00:47 It's a useful tool.

00:49 But there's a lot of people that come to Python that haven't taken that or really not sure what set theory is.

00:55 It's really not that complicated.

00:56 And this is a good introduction article on really what set theory is or some of the set theory concepts.

01:02 And then how to do that in Python, including things like checking to see if something's in a set and unions and intersections and differences and things.

01:13 And it's just a lot of fun.

01:14 Yeah, I think this is awesome.

01:15 And this is one of those things where the right data structure can just make all the difference in terms of performance and simple code.

01:22 Right.

01:22 Like if you try to model this with lists, which you totally could do, then you're writing basically implementing.

01:29 Is this set contained within that set?

01:31 What is the intersection?

01:32 The actual performance of checking if something's in there, making sure you don't get duplicates, all that stuff.

01:38 It just falls apart.

01:39 But if you use sets, well, then it flies, right?

01:42 And anytime you need something distinct, all right, I want a distinct number of IDs or usernames or emails or whatever where there might be duplication, set.

01:52 It's all about the set.

01:52 Right.

01:53 And yeah, that's the thing to take away from if you're not familiar with sets.

01:57 Sets are a container that only have unique elements in it.

02:03 So if you're adding words, you're going through an article and you add words to a set.

02:08 If the word the is already in there, it's only going to be added once.

02:12 Right.

02:12 If you had a list that contained every word in order of a play or something, you threw it into a set, that would just give you all the words used distinctly.

02:21 Yeah.

02:21 It's simple data structure built into Python, and it's a good thing to know how to use.

02:26 Yeah, I love it.

02:27 And it's super, super fast for containment, a little bit like dictionaries in that sense.

02:30 So nice one.

02:31 I'm glad you found that.

02:32 The syntax for how to do math, set theory math, is not obvious.

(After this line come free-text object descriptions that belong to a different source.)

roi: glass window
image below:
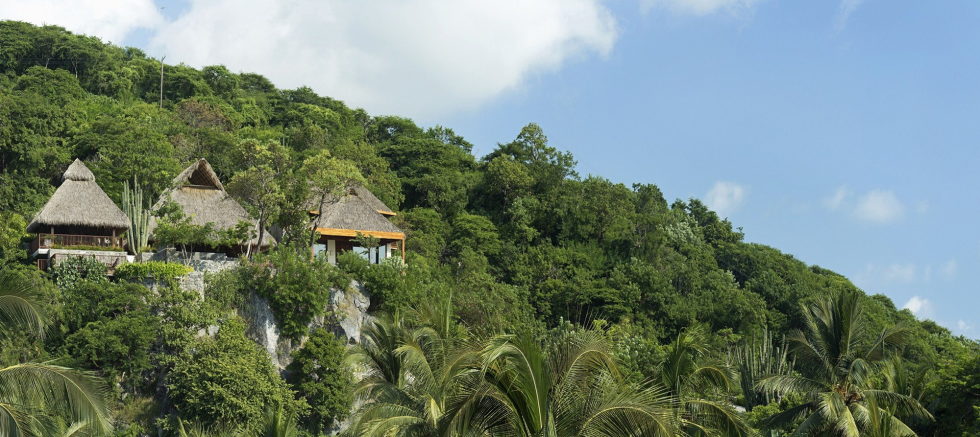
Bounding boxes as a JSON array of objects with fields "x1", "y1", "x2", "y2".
[
  {"x1": 313, "y1": 243, "x2": 327, "y2": 259},
  {"x1": 353, "y1": 246, "x2": 370, "y2": 261}
]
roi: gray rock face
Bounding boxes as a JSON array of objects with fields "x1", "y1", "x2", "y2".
[
  {"x1": 329, "y1": 280, "x2": 374, "y2": 344},
  {"x1": 148, "y1": 250, "x2": 373, "y2": 372},
  {"x1": 240, "y1": 279, "x2": 373, "y2": 371}
]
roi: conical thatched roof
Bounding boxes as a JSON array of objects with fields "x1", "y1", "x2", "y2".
[
  {"x1": 352, "y1": 185, "x2": 396, "y2": 215},
  {"x1": 151, "y1": 159, "x2": 274, "y2": 247},
  {"x1": 311, "y1": 186, "x2": 404, "y2": 237},
  {"x1": 27, "y1": 159, "x2": 130, "y2": 233}
]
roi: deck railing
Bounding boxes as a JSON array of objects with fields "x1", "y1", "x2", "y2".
[{"x1": 31, "y1": 233, "x2": 126, "y2": 251}]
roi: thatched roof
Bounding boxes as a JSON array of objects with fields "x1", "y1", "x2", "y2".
[
  {"x1": 171, "y1": 158, "x2": 224, "y2": 190},
  {"x1": 151, "y1": 159, "x2": 274, "y2": 247},
  {"x1": 27, "y1": 159, "x2": 130, "y2": 233},
  {"x1": 311, "y1": 186, "x2": 404, "y2": 238},
  {"x1": 352, "y1": 185, "x2": 396, "y2": 215}
]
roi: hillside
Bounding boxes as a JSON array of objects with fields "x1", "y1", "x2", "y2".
[{"x1": 0, "y1": 21, "x2": 976, "y2": 436}]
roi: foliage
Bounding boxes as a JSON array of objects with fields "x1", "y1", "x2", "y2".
[
  {"x1": 756, "y1": 291, "x2": 933, "y2": 436},
  {"x1": 247, "y1": 246, "x2": 347, "y2": 340},
  {"x1": 114, "y1": 261, "x2": 193, "y2": 284},
  {"x1": 0, "y1": 268, "x2": 112, "y2": 436},
  {"x1": 59, "y1": 280, "x2": 159, "y2": 388},
  {"x1": 286, "y1": 328, "x2": 353, "y2": 434},
  {"x1": 152, "y1": 201, "x2": 250, "y2": 254},
  {"x1": 165, "y1": 318, "x2": 305, "y2": 432},
  {"x1": 0, "y1": 21, "x2": 976, "y2": 436},
  {"x1": 48, "y1": 256, "x2": 108, "y2": 290}
]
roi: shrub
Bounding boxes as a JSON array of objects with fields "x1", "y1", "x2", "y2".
[
  {"x1": 166, "y1": 318, "x2": 305, "y2": 431},
  {"x1": 49, "y1": 256, "x2": 107, "y2": 289},
  {"x1": 287, "y1": 328, "x2": 352, "y2": 434},
  {"x1": 248, "y1": 247, "x2": 348, "y2": 340}
]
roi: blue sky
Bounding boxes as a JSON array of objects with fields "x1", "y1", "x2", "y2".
[
  {"x1": 4, "y1": 0, "x2": 977, "y2": 336},
  {"x1": 444, "y1": 1, "x2": 980, "y2": 337}
]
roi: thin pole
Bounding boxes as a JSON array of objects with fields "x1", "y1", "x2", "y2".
[{"x1": 159, "y1": 56, "x2": 166, "y2": 108}]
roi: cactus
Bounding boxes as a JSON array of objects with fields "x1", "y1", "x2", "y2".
[{"x1": 122, "y1": 177, "x2": 152, "y2": 260}]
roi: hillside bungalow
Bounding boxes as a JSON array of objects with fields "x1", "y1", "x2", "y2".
[
  {"x1": 27, "y1": 159, "x2": 130, "y2": 270},
  {"x1": 309, "y1": 185, "x2": 405, "y2": 264},
  {"x1": 151, "y1": 158, "x2": 274, "y2": 256}
]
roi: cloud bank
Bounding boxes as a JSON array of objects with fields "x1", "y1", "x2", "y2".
[
  {"x1": 2, "y1": 0, "x2": 617, "y2": 120},
  {"x1": 0, "y1": 0, "x2": 162, "y2": 43}
]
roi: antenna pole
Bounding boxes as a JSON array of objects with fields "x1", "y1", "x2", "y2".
[{"x1": 159, "y1": 56, "x2": 166, "y2": 108}]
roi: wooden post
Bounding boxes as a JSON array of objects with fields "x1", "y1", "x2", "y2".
[{"x1": 401, "y1": 238, "x2": 406, "y2": 263}]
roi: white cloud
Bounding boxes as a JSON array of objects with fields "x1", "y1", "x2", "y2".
[
  {"x1": 957, "y1": 320, "x2": 973, "y2": 333},
  {"x1": 883, "y1": 263, "x2": 916, "y2": 283},
  {"x1": 705, "y1": 181, "x2": 746, "y2": 216},
  {"x1": 0, "y1": 0, "x2": 163, "y2": 43},
  {"x1": 940, "y1": 259, "x2": 957, "y2": 281},
  {"x1": 823, "y1": 185, "x2": 850, "y2": 211},
  {"x1": 903, "y1": 296, "x2": 934, "y2": 318},
  {"x1": 835, "y1": 0, "x2": 865, "y2": 30},
  {"x1": 147, "y1": 0, "x2": 617, "y2": 119},
  {"x1": 642, "y1": 0, "x2": 762, "y2": 16},
  {"x1": 854, "y1": 189, "x2": 904, "y2": 223}
]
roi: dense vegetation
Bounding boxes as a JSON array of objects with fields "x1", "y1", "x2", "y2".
[{"x1": 0, "y1": 21, "x2": 976, "y2": 436}]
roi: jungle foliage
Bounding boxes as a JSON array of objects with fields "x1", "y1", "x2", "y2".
[{"x1": 0, "y1": 22, "x2": 975, "y2": 436}]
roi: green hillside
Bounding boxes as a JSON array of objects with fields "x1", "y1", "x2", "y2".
[{"x1": 0, "y1": 21, "x2": 975, "y2": 436}]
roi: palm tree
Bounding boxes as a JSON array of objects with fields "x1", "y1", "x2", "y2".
[
  {"x1": 729, "y1": 329, "x2": 793, "y2": 412},
  {"x1": 344, "y1": 296, "x2": 484, "y2": 436},
  {"x1": 657, "y1": 326, "x2": 753, "y2": 436},
  {"x1": 345, "y1": 296, "x2": 679, "y2": 436},
  {"x1": 0, "y1": 270, "x2": 111, "y2": 437},
  {"x1": 756, "y1": 291, "x2": 932, "y2": 436},
  {"x1": 471, "y1": 330, "x2": 677, "y2": 437}
]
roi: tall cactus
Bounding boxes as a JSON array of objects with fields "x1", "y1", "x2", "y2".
[{"x1": 122, "y1": 178, "x2": 152, "y2": 260}]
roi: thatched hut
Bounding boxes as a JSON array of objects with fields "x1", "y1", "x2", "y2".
[
  {"x1": 151, "y1": 158, "x2": 274, "y2": 255},
  {"x1": 27, "y1": 159, "x2": 129, "y2": 249},
  {"x1": 310, "y1": 185, "x2": 405, "y2": 264}
]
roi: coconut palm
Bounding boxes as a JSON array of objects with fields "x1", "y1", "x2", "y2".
[
  {"x1": 471, "y1": 330, "x2": 678, "y2": 437},
  {"x1": 756, "y1": 291, "x2": 932, "y2": 436},
  {"x1": 0, "y1": 270, "x2": 112, "y2": 437},
  {"x1": 658, "y1": 326, "x2": 753, "y2": 436},
  {"x1": 729, "y1": 329, "x2": 793, "y2": 412},
  {"x1": 344, "y1": 296, "x2": 484, "y2": 436},
  {"x1": 346, "y1": 296, "x2": 679, "y2": 436}
]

02:38 It's not complicated, but it's something that's good to review so that you know what those are.

02:43 Yeah, very, very nice.

02:44 So the next thing that I want to talk about, in fact, you're going to notice a little bit of a trend this week, Brian.

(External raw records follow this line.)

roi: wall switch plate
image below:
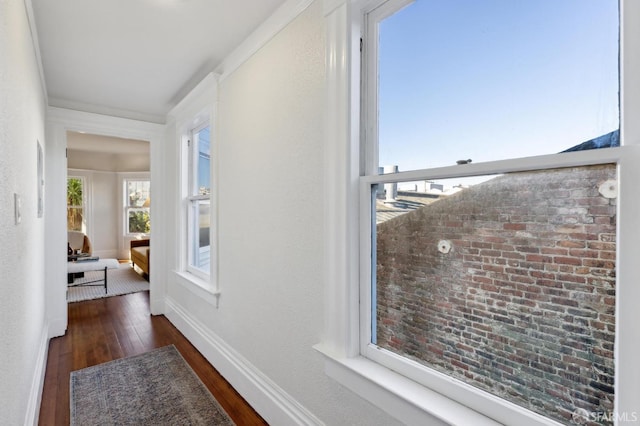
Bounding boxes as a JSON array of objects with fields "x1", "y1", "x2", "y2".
[{"x1": 14, "y1": 193, "x2": 21, "y2": 224}]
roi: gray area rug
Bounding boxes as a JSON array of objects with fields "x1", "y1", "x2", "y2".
[
  {"x1": 70, "y1": 345, "x2": 235, "y2": 425},
  {"x1": 67, "y1": 263, "x2": 149, "y2": 303}
]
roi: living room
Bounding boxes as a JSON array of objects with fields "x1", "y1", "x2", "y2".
[
  {"x1": 65, "y1": 131, "x2": 151, "y2": 301},
  {"x1": 66, "y1": 131, "x2": 150, "y2": 262}
]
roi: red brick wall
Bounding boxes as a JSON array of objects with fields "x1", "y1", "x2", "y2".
[{"x1": 375, "y1": 164, "x2": 616, "y2": 424}]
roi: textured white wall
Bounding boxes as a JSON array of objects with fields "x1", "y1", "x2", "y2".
[
  {"x1": 88, "y1": 172, "x2": 118, "y2": 257},
  {"x1": 165, "y1": 1, "x2": 400, "y2": 424},
  {"x1": 0, "y1": 0, "x2": 48, "y2": 424}
]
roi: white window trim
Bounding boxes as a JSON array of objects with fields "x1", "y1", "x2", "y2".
[
  {"x1": 173, "y1": 270, "x2": 220, "y2": 307},
  {"x1": 359, "y1": 150, "x2": 629, "y2": 426},
  {"x1": 316, "y1": 0, "x2": 640, "y2": 425},
  {"x1": 66, "y1": 175, "x2": 85, "y2": 220},
  {"x1": 170, "y1": 72, "x2": 219, "y2": 295},
  {"x1": 122, "y1": 175, "x2": 151, "y2": 237},
  {"x1": 67, "y1": 172, "x2": 91, "y2": 236},
  {"x1": 186, "y1": 121, "x2": 212, "y2": 280}
]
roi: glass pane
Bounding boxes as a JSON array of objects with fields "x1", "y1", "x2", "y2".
[
  {"x1": 67, "y1": 177, "x2": 84, "y2": 231},
  {"x1": 374, "y1": 164, "x2": 616, "y2": 423},
  {"x1": 128, "y1": 209, "x2": 150, "y2": 233},
  {"x1": 195, "y1": 126, "x2": 211, "y2": 196},
  {"x1": 67, "y1": 207, "x2": 83, "y2": 231},
  {"x1": 67, "y1": 177, "x2": 83, "y2": 207},
  {"x1": 127, "y1": 180, "x2": 150, "y2": 207},
  {"x1": 378, "y1": 0, "x2": 619, "y2": 172},
  {"x1": 190, "y1": 199, "x2": 210, "y2": 272}
]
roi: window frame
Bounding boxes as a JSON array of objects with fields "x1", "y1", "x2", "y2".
[
  {"x1": 359, "y1": 151, "x2": 624, "y2": 425},
  {"x1": 124, "y1": 177, "x2": 151, "y2": 236},
  {"x1": 316, "y1": 0, "x2": 640, "y2": 424},
  {"x1": 66, "y1": 175, "x2": 87, "y2": 233},
  {"x1": 171, "y1": 73, "x2": 218, "y2": 297},
  {"x1": 186, "y1": 121, "x2": 212, "y2": 281}
]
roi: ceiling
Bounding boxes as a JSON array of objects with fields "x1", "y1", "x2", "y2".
[
  {"x1": 67, "y1": 132, "x2": 149, "y2": 154},
  {"x1": 31, "y1": 0, "x2": 287, "y2": 124}
]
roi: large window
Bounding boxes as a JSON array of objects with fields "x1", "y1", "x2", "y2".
[
  {"x1": 125, "y1": 179, "x2": 150, "y2": 234},
  {"x1": 358, "y1": 0, "x2": 621, "y2": 424},
  {"x1": 67, "y1": 176, "x2": 85, "y2": 232},
  {"x1": 187, "y1": 123, "x2": 211, "y2": 277}
]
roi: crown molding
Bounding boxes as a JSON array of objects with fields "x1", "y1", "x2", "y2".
[
  {"x1": 48, "y1": 98, "x2": 166, "y2": 125},
  {"x1": 23, "y1": 0, "x2": 48, "y2": 105}
]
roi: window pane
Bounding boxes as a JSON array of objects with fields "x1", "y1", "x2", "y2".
[
  {"x1": 67, "y1": 177, "x2": 83, "y2": 207},
  {"x1": 67, "y1": 177, "x2": 84, "y2": 231},
  {"x1": 195, "y1": 126, "x2": 211, "y2": 196},
  {"x1": 378, "y1": 0, "x2": 619, "y2": 172},
  {"x1": 128, "y1": 209, "x2": 150, "y2": 233},
  {"x1": 190, "y1": 199, "x2": 210, "y2": 272},
  {"x1": 127, "y1": 180, "x2": 150, "y2": 207},
  {"x1": 67, "y1": 207, "x2": 83, "y2": 231},
  {"x1": 374, "y1": 164, "x2": 616, "y2": 423}
]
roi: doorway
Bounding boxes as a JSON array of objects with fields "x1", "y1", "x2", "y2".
[{"x1": 65, "y1": 131, "x2": 151, "y2": 302}]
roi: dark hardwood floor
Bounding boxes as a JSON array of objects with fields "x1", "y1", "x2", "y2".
[{"x1": 39, "y1": 291, "x2": 268, "y2": 425}]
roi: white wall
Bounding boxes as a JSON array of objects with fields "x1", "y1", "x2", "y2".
[
  {"x1": 162, "y1": 1, "x2": 401, "y2": 424},
  {"x1": 90, "y1": 172, "x2": 118, "y2": 257},
  {"x1": 66, "y1": 169, "x2": 120, "y2": 258},
  {"x1": 0, "y1": 0, "x2": 49, "y2": 424}
]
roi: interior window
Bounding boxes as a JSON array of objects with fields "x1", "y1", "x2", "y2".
[
  {"x1": 67, "y1": 176, "x2": 85, "y2": 232},
  {"x1": 187, "y1": 124, "x2": 211, "y2": 275},
  {"x1": 126, "y1": 179, "x2": 151, "y2": 234}
]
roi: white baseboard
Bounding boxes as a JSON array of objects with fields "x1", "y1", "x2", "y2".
[
  {"x1": 24, "y1": 324, "x2": 50, "y2": 426},
  {"x1": 164, "y1": 297, "x2": 323, "y2": 426}
]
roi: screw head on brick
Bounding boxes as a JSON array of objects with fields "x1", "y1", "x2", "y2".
[
  {"x1": 438, "y1": 240, "x2": 452, "y2": 254},
  {"x1": 571, "y1": 408, "x2": 589, "y2": 425},
  {"x1": 598, "y1": 180, "x2": 617, "y2": 198}
]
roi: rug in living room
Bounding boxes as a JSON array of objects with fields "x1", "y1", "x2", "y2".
[
  {"x1": 70, "y1": 345, "x2": 235, "y2": 425},
  {"x1": 67, "y1": 263, "x2": 149, "y2": 303}
]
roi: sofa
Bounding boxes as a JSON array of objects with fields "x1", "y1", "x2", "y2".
[{"x1": 130, "y1": 239, "x2": 150, "y2": 276}]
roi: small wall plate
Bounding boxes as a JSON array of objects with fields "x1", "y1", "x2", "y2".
[{"x1": 14, "y1": 193, "x2": 21, "y2": 225}]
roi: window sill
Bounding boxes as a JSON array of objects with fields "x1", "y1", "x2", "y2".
[
  {"x1": 127, "y1": 233, "x2": 150, "y2": 238},
  {"x1": 172, "y1": 270, "x2": 220, "y2": 307},
  {"x1": 313, "y1": 344, "x2": 503, "y2": 426}
]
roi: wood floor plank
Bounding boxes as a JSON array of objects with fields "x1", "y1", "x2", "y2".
[{"x1": 38, "y1": 292, "x2": 268, "y2": 425}]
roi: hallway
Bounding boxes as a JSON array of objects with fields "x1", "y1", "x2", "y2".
[{"x1": 38, "y1": 292, "x2": 267, "y2": 425}]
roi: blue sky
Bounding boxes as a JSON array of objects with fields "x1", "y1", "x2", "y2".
[
  {"x1": 378, "y1": 0, "x2": 619, "y2": 172},
  {"x1": 197, "y1": 126, "x2": 211, "y2": 192}
]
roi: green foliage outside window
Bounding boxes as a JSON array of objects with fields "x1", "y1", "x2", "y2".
[
  {"x1": 129, "y1": 210, "x2": 150, "y2": 233},
  {"x1": 67, "y1": 177, "x2": 84, "y2": 231},
  {"x1": 67, "y1": 178, "x2": 83, "y2": 205}
]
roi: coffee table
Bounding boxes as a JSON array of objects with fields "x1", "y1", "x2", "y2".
[{"x1": 67, "y1": 258, "x2": 119, "y2": 294}]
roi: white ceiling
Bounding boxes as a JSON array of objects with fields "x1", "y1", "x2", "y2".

02:51 I'm on some kind of rant on async programming this week.

02:54 So all three of my items have to do with async programming in one way or another.

03:00 Generally, each one of them and improving what already exists.

03:03 Oh, great.

03:03 Yeah.

03:03 So the first one is called Trio, T-R-I-O, and it says async programming for humans and snake people.

03:11 So it's interesting, right?

03:14 Like in Python 3 and 3.4, we got asyncio.

03:17 In 3.5, we got async and await, the keywords that built upon the asyncio foundation, which is really coroutines and functions and stuff like that.

03:27 And so this guy who created this is like, this thing already exists, but the API for it is really crummy.

03:33 And you'll hear this is like a theme over and over with slightly different takes.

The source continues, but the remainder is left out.